Yeah, sure, maybe in the courtroom, but not on the Columbus Blue Jackets back line. Not even close, especially since the roster was depleted with injuries to two of the team's top-six defensemen. Fedor Tyutin missed the first eight games after the Olympic break before returning for the game in Minnesota, and Ryan Murray has been out since injuring his knee in Toronto March 3.
As far as playing a steady, shutdown kind of game, those two D-men had been as good as the Blue Jackets had on the blue line. So, how has the team gone 6-2-1 since the NHL resumed play after Sochi? You know that old hockey adage about injuries presenting opportunities for other players? Apparently it's not just a cliche - in this case, it's turned out to be very true.
Everyone on the blue line has stepped up. Actually, Dalton Prout stepped back in, from Springfield, and is playing at a level much like his impressive rookie season last year. Veterans Jack Johnson, James Wisnewski, and Nikita Nikitin (who missed a game after being injured in Chicago) have eaten big minutes in critical situations. And Nick Schultz has added needed steadiness and depth after coming over from Edmonton at the trade deadline.
Then there is David Savard. The kid who fell out of favor last season because he couldn't quite grasp, or commit, to the work it takes to stay in the NHL, is continuing one of the most compelling renaissance stories of the year. In the nine games since the Olympics, Savard has stepped up his game -- and his minutes -- in a huge way for Columbus. He has averaged well over 20 minutes a game in that time and has twice topped the 25-minute level. And he's having a blast.

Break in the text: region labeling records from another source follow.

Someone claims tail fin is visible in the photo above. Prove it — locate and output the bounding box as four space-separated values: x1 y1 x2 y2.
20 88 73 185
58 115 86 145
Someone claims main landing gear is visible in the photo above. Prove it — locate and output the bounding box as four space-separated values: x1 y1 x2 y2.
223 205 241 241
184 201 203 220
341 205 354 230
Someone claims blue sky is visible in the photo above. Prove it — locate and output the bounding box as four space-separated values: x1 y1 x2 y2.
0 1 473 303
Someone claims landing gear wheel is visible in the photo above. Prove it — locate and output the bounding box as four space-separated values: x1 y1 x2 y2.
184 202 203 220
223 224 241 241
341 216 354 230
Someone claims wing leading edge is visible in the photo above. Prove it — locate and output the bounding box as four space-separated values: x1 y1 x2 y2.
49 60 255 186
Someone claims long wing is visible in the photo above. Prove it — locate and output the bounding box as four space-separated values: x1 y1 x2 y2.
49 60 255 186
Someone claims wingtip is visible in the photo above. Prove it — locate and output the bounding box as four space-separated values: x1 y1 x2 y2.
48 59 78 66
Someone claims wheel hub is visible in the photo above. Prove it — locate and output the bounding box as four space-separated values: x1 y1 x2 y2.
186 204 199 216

"Yeah, it's fun," he smiled. "Every hockey player wants to be on the ice. I love the new challenge. I think it was a huge task, but I think everybody has stepped up their game and tried to fill the holes. I think we did a pretty good job, but we're happy to have Toots (Fedor Tyutin) back, that's for sure. He's a huge part of our team, and he's going to help us on this push."

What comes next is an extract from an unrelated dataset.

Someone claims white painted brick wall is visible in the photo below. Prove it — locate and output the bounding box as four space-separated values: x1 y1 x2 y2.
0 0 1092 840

As much as he has embraced the heavier workload lately and proved he can handle it, Savard says he really hasn't changed his game as the shifts have increased and the time on ice has mounted.
"You try and stay focused, even if you're not playing a lot of minutes," he explained. "Obviously, anything can happen in a game -- somebody gets hurt or something like that - so you always have to prepare as if you're going to play a lot of minutes and stay focused. Every game I come in and try to be focused on planning to play 25 (minutes). If I end up playing 16, I'll try to be at my best for that time."

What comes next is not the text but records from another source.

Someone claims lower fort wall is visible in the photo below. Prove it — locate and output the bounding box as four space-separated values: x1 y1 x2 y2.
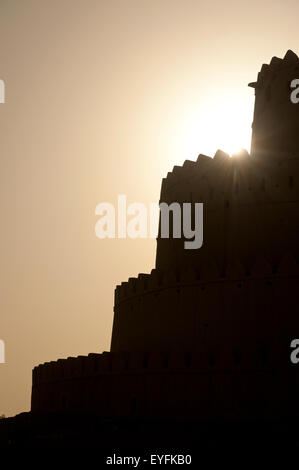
111 256 299 352
32 347 299 419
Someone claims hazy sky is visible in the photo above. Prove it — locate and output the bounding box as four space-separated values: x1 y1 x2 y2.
0 0 299 415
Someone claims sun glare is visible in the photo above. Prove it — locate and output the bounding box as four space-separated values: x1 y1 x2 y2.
172 92 253 165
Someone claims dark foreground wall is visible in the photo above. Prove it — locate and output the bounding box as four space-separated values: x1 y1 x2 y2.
32 345 299 419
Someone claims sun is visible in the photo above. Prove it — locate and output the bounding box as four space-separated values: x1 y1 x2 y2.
172 93 253 165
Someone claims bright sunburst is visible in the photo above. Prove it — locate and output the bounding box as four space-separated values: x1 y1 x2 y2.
172 91 253 164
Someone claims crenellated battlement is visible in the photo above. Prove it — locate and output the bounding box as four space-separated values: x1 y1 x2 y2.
32 343 289 387
115 254 299 305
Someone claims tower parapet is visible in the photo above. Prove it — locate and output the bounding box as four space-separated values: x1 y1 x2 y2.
249 50 299 160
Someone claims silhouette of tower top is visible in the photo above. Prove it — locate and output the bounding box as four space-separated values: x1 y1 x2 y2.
249 50 299 159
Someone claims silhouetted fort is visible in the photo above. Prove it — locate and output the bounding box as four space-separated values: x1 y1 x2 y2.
32 51 299 419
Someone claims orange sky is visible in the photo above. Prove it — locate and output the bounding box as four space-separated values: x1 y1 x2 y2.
0 0 299 416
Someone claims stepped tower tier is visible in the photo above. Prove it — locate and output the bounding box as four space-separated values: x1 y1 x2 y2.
249 50 299 159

It isn't just the increased minutes that the Quebec native has handled so well. He's also been asked to play big shifts at critical times against the opposition's best players. He admits that's been different for him, not to mention very challenging.
"Obviously, it's different if you play against top lines than a third line," Savard said. "A third line is more of a forechecking line usually, but when you get to play against the best players in the world, like Thornton, Toews, Kane, you have to be aware that they have sick hands, and they can dangle you anytime. I just try to play my game and bring a physical aspect to it."
Last season, Savard played a total of four games for Columbus. He got the message loud and clear and committed to doing what it takes in the offseason to have a chance to stick at the highest level of hockey. The re-dedication is paying huge dividends, for him and for the Blue Jackets.
"It was disappointing last year," he admitted. "It had a lot to do with myself, and that's why I worked so hard this summer. I wanted to prove that I could do it. I'm pretty happy about where I am right now, and I'm trying to keep going, keep improving and hopefully becoming a huge part of this team. It would be great. Obviously, I'm a part of the team now, but I want to keep getting better and better and help this team get into the playoffs and make a run at the Stanley Cup."